The sudden disappearance of a teenage girl has far-reaching implications for the psyches of the boys from her suburban town.
That 16-year-old Nora Lindell goes missing on Halloween is beyond dispute, but what happens to her afterward is anyone’s guess, and in fact becomes something of an obsession for her male schoolmates. Did she, clad in her school uniform, get into a strange man’s car to face a grisly fate? Or maybe she was pregnant with twins and ran away to Arizona, where she married a sweet-natured Mexican cook decades her senior. Or, least plausible of all, did she end up in India, take a female lover and barely survive the 2006 Mumbai hotel bombings? Circumstantial evidence exists for all these scenarios, but what emerges from Pittard’s debut novel, told in the collective first person plural, is how the boys as a group experience the loss of Nora. For almost 30 years, she becomes a symbol of possibility, while their lives become increasingly smaller and limited. There are dramas, of course. Trey Stephens, the only boy who claimed to have slept with Nora, goes to prison in his 30s for having sex with the 13-year-old daughter of a friend. Another one’s wife leaves him after a series of miscarriages, while a third guy has an extramarital affair that is exposed at a funeral.
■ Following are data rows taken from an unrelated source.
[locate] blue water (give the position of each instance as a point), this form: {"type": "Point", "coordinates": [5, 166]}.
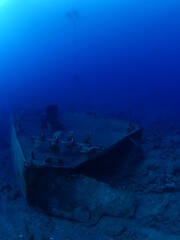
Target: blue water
{"type": "Point", "coordinates": [124, 52]}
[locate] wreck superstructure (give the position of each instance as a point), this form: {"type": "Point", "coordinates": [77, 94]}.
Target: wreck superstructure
{"type": "Point", "coordinates": [59, 161]}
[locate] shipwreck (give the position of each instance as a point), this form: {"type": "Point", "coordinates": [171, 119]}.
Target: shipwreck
{"type": "Point", "coordinates": [65, 164]}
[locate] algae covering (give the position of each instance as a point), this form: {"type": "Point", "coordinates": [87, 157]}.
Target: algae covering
{"type": "Point", "coordinates": [70, 164]}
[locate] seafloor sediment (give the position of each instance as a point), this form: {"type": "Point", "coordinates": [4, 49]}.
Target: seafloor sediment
{"type": "Point", "coordinates": [155, 180]}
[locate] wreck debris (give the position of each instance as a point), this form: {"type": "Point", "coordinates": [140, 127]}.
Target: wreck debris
{"type": "Point", "coordinates": [62, 168]}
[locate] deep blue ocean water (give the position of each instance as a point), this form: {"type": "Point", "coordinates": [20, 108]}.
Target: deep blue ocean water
{"type": "Point", "coordinates": [99, 54]}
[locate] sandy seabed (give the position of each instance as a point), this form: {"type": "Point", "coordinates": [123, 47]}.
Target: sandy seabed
{"type": "Point", "coordinates": [155, 182]}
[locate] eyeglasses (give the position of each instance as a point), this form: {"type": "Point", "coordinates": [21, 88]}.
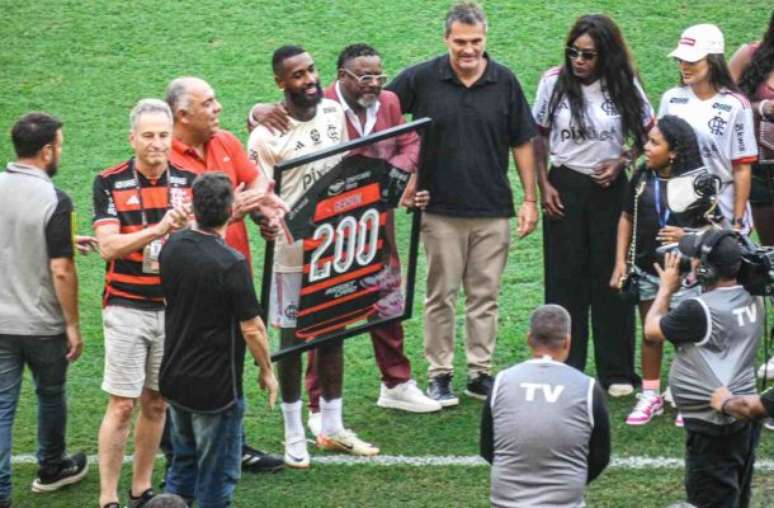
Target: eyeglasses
{"type": "Point", "coordinates": [583, 54]}
{"type": "Point", "coordinates": [381, 79]}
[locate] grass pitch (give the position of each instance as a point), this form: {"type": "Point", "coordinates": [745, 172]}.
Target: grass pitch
{"type": "Point", "coordinates": [89, 62]}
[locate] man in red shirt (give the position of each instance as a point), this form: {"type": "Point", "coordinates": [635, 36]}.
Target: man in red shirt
{"type": "Point", "coordinates": [199, 145]}
{"type": "Point", "coordinates": [369, 109]}
{"type": "Point", "coordinates": [136, 205]}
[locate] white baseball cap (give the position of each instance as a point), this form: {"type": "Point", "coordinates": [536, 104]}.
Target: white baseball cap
{"type": "Point", "coordinates": [699, 41]}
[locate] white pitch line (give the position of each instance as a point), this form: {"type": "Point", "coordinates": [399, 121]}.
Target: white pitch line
{"type": "Point", "coordinates": [626, 463]}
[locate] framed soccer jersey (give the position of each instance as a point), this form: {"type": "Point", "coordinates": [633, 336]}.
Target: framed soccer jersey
{"type": "Point", "coordinates": [357, 256]}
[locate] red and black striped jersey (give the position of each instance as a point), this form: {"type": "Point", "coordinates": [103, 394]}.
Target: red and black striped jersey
{"type": "Point", "coordinates": [342, 220]}
{"type": "Point", "coordinates": [117, 200]}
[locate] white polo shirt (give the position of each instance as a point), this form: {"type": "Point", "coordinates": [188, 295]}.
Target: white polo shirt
{"type": "Point", "coordinates": [604, 138]}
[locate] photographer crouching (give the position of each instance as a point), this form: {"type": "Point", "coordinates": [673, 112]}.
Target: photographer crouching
{"type": "Point", "coordinates": [716, 336]}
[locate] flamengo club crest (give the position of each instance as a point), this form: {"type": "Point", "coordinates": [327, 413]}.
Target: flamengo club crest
{"type": "Point", "coordinates": [608, 107]}
{"type": "Point", "coordinates": [717, 125]}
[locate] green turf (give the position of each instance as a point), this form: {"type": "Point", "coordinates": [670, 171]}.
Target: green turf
{"type": "Point", "coordinates": [89, 62]}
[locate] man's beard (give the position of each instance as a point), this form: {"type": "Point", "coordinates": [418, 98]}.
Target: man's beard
{"type": "Point", "coordinates": [52, 168]}
{"type": "Point", "coordinates": [367, 103]}
{"type": "Point", "coordinates": [301, 100]}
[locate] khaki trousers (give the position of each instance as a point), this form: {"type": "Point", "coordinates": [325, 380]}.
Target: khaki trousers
{"type": "Point", "coordinates": [471, 253]}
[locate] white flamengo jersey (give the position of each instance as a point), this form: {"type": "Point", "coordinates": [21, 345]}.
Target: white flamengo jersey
{"type": "Point", "coordinates": [603, 139]}
{"type": "Point", "coordinates": [725, 132]}
{"type": "Point", "coordinates": [327, 128]}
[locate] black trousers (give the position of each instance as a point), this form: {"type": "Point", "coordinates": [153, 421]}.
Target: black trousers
{"type": "Point", "coordinates": [579, 257]}
{"type": "Point", "coordinates": [719, 469]}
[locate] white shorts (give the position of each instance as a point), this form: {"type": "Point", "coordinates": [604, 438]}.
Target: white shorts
{"type": "Point", "coordinates": [284, 299]}
{"type": "Point", "coordinates": [134, 347]}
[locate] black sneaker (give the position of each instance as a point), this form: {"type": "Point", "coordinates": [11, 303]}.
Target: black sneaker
{"type": "Point", "coordinates": [256, 461]}
{"type": "Point", "coordinates": [141, 500]}
{"type": "Point", "coordinates": [481, 387]}
{"type": "Point", "coordinates": [440, 390]}
{"type": "Point", "coordinates": [71, 470]}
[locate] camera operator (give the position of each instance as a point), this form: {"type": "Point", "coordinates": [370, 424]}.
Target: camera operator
{"type": "Point", "coordinates": [716, 335]}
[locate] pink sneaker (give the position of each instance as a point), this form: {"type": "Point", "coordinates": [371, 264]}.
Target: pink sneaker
{"type": "Point", "coordinates": [647, 407]}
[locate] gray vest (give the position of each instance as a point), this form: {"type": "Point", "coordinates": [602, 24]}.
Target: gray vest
{"type": "Point", "coordinates": [542, 418]}
{"type": "Point", "coordinates": [724, 357]}
{"type": "Point", "coordinates": [28, 303]}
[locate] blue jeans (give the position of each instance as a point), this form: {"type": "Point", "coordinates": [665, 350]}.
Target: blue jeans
{"type": "Point", "coordinates": [207, 458]}
{"type": "Point", "coordinates": [46, 357]}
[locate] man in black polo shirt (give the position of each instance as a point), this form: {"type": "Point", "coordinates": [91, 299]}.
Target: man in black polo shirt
{"type": "Point", "coordinates": [210, 300]}
{"type": "Point", "coordinates": [479, 114]}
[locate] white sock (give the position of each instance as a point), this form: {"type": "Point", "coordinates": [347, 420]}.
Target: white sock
{"type": "Point", "coordinates": [291, 414]}
{"type": "Point", "coordinates": [331, 422]}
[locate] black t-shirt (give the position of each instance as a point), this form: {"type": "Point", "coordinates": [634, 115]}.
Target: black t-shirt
{"type": "Point", "coordinates": [464, 156]}
{"type": "Point", "coordinates": [59, 229]}
{"type": "Point", "coordinates": [648, 222]}
{"type": "Point", "coordinates": [208, 291]}
{"type": "Point", "coordinates": [685, 323]}
{"type": "Point", "coordinates": [767, 399]}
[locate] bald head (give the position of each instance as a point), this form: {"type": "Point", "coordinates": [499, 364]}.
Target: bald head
{"type": "Point", "coordinates": [549, 327]}
{"type": "Point", "coordinates": [180, 90]}
{"type": "Point", "coordinates": [194, 107]}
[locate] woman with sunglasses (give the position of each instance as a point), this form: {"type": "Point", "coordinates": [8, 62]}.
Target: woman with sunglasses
{"type": "Point", "coordinates": [671, 151]}
{"type": "Point", "coordinates": [709, 100]}
{"type": "Point", "coordinates": [588, 109]}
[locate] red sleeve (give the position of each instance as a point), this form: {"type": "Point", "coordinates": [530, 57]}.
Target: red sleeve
{"type": "Point", "coordinates": [407, 155]}
{"type": "Point", "coordinates": [246, 171]}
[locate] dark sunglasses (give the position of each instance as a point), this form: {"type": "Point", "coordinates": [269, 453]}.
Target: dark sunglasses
{"type": "Point", "coordinates": [380, 79]}
{"type": "Point", "coordinates": [580, 53]}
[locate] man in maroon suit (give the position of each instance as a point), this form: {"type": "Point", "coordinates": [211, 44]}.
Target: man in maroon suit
{"type": "Point", "coordinates": [370, 109]}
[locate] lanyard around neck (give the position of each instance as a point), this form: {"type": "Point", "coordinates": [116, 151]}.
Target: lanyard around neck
{"type": "Point", "coordinates": [663, 215]}
{"type": "Point", "coordinates": [138, 190]}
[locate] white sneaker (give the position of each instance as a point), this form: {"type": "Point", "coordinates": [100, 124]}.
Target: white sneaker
{"type": "Point", "coordinates": [296, 453]}
{"type": "Point", "coordinates": [407, 397]}
{"type": "Point", "coordinates": [314, 422]}
{"type": "Point", "coordinates": [767, 369]}
{"type": "Point", "coordinates": [348, 442]}
{"type": "Point", "coordinates": [646, 408]}
{"type": "Point", "coordinates": [620, 389]}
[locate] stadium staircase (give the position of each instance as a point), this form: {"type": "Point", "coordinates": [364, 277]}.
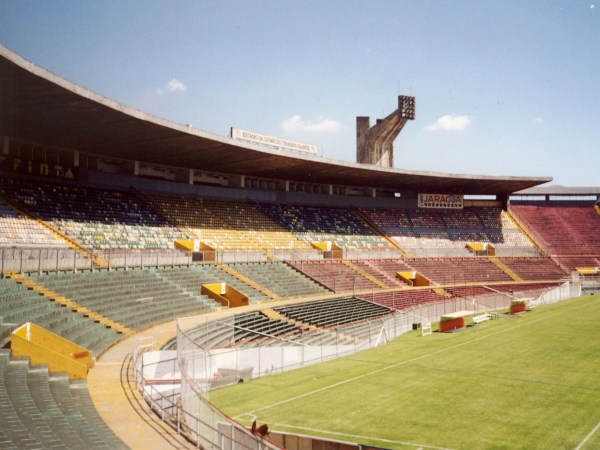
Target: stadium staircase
{"type": "Point", "coordinates": [364, 274]}
{"type": "Point", "coordinates": [229, 270]}
{"type": "Point", "coordinates": [505, 269]}
{"type": "Point", "coordinates": [362, 216]}
{"type": "Point", "coordinates": [526, 231]}
{"type": "Point", "coordinates": [64, 301]}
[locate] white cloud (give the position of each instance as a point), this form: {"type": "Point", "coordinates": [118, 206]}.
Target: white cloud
{"type": "Point", "coordinates": [450, 122]}
{"type": "Point", "coordinates": [172, 86]}
{"type": "Point", "coordinates": [176, 86]}
{"type": "Point", "coordinates": [321, 125]}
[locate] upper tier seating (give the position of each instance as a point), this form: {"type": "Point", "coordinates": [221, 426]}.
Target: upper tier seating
{"type": "Point", "coordinates": [562, 228]}
{"type": "Point", "coordinates": [193, 277]}
{"type": "Point", "coordinates": [280, 278]}
{"type": "Point", "coordinates": [134, 298]}
{"type": "Point", "coordinates": [225, 225]}
{"type": "Point", "coordinates": [426, 229]}
{"type": "Point", "coordinates": [334, 275]}
{"type": "Point", "coordinates": [19, 230]}
{"type": "Point", "coordinates": [96, 218]}
{"type": "Point", "coordinates": [534, 268]}
{"type": "Point", "coordinates": [385, 270]}
{"type": "Point", "coordinates": [319, 224]}
{"type": "Point", "coordinates": [19, 305]}
{"type": "Point", "coordinates": [459, 270]}
{"type": "Point", "coordinates": [43, 410]}
{"type": "Point", "coordinates": [570, 263]}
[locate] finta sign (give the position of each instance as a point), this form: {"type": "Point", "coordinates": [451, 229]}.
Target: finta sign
{"type": "Point", "coordinates": [440, 201]}
{"type": "Point", "coordinates": [37, 168]}
{"type": "Point", "coordinates": [272, 141]}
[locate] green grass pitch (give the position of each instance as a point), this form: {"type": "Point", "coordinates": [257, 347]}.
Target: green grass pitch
{"type": "Point", "coordinates": [531, 382]}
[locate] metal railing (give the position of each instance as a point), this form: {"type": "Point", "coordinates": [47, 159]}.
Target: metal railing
{"type": "Point", "coordinates": [203, 425]}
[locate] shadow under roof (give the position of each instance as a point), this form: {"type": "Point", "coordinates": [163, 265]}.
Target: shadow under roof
{"type": "Point", "coordinates": [41, 107]}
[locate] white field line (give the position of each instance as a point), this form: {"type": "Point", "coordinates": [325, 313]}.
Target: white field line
{"type": "Point", "coordinates": [374, 372]}
{"type": "Point", "coordinates": [357, 436]}
{"type": "Point", "coordinates": [587, 438]}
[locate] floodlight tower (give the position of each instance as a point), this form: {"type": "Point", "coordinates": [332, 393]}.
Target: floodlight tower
{"type": "Point", "coordinates": [375, 145]}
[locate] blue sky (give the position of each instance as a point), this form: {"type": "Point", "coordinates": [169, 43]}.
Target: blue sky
{"type": "Point", "coordinates": [506, 87]}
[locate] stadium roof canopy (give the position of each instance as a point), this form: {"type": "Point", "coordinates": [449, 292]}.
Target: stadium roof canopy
{"type": "Point", "coordinates": [40, 107]}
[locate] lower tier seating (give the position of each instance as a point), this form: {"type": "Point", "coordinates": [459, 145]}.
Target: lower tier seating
{"type": "Point", "coordinates": [39, 409]}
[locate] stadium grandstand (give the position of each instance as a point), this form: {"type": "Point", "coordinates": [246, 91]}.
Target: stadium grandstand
{"type": "Point", "coordinates": [116, 225]}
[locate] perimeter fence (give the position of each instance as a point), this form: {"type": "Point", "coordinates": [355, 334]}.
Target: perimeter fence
{"type": "Point", "coordinates": [203, 368]}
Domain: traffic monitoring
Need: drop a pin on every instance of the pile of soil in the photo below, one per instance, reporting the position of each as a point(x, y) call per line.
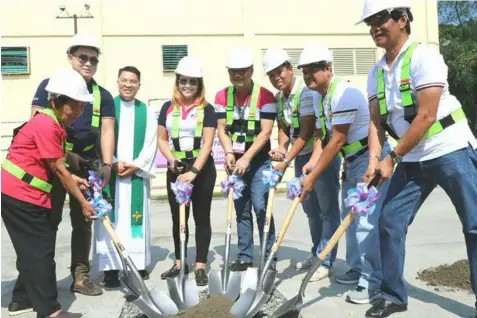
point(215, 306)
point(456, 275)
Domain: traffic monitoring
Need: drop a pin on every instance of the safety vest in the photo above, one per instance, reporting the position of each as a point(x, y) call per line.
point(408, 102)
point(252, 128)
point(176, 118)
point(347, 148)
point(295, 113)
point(25, 176)
point(94, 121)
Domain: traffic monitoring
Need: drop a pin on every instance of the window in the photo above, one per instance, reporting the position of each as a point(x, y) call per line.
point(171, 55)
point(15, 60)
point(345, 61)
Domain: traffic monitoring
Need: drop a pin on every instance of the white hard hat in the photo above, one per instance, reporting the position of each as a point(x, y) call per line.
point(70, 83)
point(239, 57)
point(189, 66)
point(314, 53)
point(372, 7)
point(83, 39)
point(274, 57)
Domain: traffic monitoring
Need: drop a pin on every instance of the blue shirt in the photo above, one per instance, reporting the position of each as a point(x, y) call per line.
point(82, 126)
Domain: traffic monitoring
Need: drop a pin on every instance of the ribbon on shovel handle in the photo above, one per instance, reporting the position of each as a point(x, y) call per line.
point(295, 187)
point(183, 191)
point(362, 198)
point(99, 203)
point(271, 177)
point(235, 182)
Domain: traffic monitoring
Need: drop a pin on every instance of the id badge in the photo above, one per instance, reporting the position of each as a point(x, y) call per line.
point(238, 147)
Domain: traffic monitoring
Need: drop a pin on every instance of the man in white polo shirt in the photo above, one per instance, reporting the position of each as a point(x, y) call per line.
point(409, 97)
point(343, 125)
point(296, 107)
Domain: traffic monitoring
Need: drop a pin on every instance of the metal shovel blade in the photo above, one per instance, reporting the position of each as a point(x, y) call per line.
point(183, 292)
point(229, 289)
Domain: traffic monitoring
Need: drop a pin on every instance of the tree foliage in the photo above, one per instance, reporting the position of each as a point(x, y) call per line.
point(458, 39)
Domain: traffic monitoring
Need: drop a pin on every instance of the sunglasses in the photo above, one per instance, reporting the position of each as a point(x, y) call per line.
point(83, 58)
point(191, 82)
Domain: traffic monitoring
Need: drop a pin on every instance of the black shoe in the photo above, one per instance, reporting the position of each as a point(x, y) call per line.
point(144, 274)
point(174, 271)
point(384, 308)
point(111, 279)
point(18, 309)
point(240, 266)
point(201, 278)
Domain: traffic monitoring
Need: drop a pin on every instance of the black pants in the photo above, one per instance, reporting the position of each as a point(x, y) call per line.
point(201, 203)
point(34, 243)
point(81, 234)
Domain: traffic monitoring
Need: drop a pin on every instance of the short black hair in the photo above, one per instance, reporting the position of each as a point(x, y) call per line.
point(131, 69)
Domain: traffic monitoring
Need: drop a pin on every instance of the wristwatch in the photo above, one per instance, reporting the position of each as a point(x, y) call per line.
point(286, 161)
point(395, 157)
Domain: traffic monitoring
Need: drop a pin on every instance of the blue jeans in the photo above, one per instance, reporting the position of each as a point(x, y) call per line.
point(255, 194)
point(410, 185)
point(322, 206)
point(362, 236)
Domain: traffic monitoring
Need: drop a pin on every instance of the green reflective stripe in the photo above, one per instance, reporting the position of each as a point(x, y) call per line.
point(96, 106)
point(183, 154)
point(176, 116)
point(437, 126)
point(405, 85)
point(383, 109)
point(200, 121)
point(20, 173)
point(247, 138)
point(329, 96)
point(355, 146)
point(252, 110)
point(230, 106)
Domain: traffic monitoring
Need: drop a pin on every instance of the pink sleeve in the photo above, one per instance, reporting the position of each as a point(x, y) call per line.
point(49, 138)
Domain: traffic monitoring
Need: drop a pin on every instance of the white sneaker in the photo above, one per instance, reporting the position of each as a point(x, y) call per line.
point(321, 273)
point(306, 263)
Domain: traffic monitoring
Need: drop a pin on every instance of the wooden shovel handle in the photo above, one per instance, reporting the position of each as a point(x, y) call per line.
point(336, 237)
point(285, 225)
point(268, 215)
point(230, 203)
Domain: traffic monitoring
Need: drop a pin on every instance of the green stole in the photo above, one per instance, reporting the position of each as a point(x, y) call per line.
point(137, 183)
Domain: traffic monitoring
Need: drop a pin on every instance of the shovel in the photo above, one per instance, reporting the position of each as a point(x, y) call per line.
point(250, 303)
point(251, 276)
point(154, 303)
point(292, 304)
point(183, 291)
point(225, 282)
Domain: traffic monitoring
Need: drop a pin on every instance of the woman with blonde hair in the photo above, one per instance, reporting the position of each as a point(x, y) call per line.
point(186, 130)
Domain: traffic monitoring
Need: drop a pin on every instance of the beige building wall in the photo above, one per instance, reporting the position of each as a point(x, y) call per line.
point(133, 32)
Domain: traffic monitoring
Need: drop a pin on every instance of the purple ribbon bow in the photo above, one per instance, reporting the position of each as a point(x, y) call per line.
point(99, 203)
point(294, 188)
point(271, 177)
point(361, 199)
point(183, 191)
point(235, 182)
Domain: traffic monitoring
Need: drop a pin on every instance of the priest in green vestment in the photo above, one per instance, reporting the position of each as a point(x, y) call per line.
point(134, 164)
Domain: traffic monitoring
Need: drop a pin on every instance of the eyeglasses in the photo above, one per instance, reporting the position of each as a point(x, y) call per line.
point(240, 71)
point(191, 82)
point(125, 81)
point(83, 58)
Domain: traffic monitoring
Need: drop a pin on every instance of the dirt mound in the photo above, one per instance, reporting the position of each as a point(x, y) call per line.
point(213, 307)
point(456, 275)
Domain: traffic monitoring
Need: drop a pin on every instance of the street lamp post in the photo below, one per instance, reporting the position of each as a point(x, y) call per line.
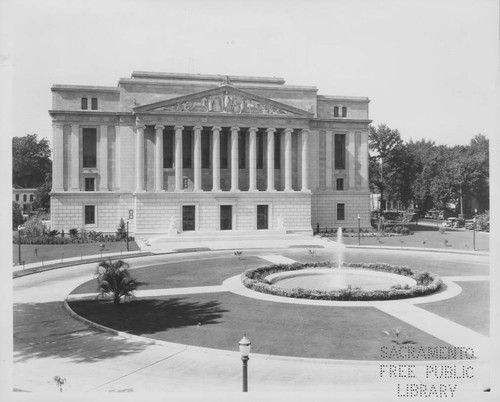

And the most awkward of the bunch, sensitive Danny Hatchet, carries a longtime torch for Nora’s younger sister Sissy, who is subject to almost as many rumors as Nora. Gracefully written by the winner of the 2008 Amanda Davis Highwire Fiction Award, this elegiac portrait of an upscale community offers an interesting take on modern manhood. And while the hive mentality comes across as a bit claustrophobic, that just might be the whole point.
A melancholy coming-of-age debut novel in the spirit of The Virgin Suicides.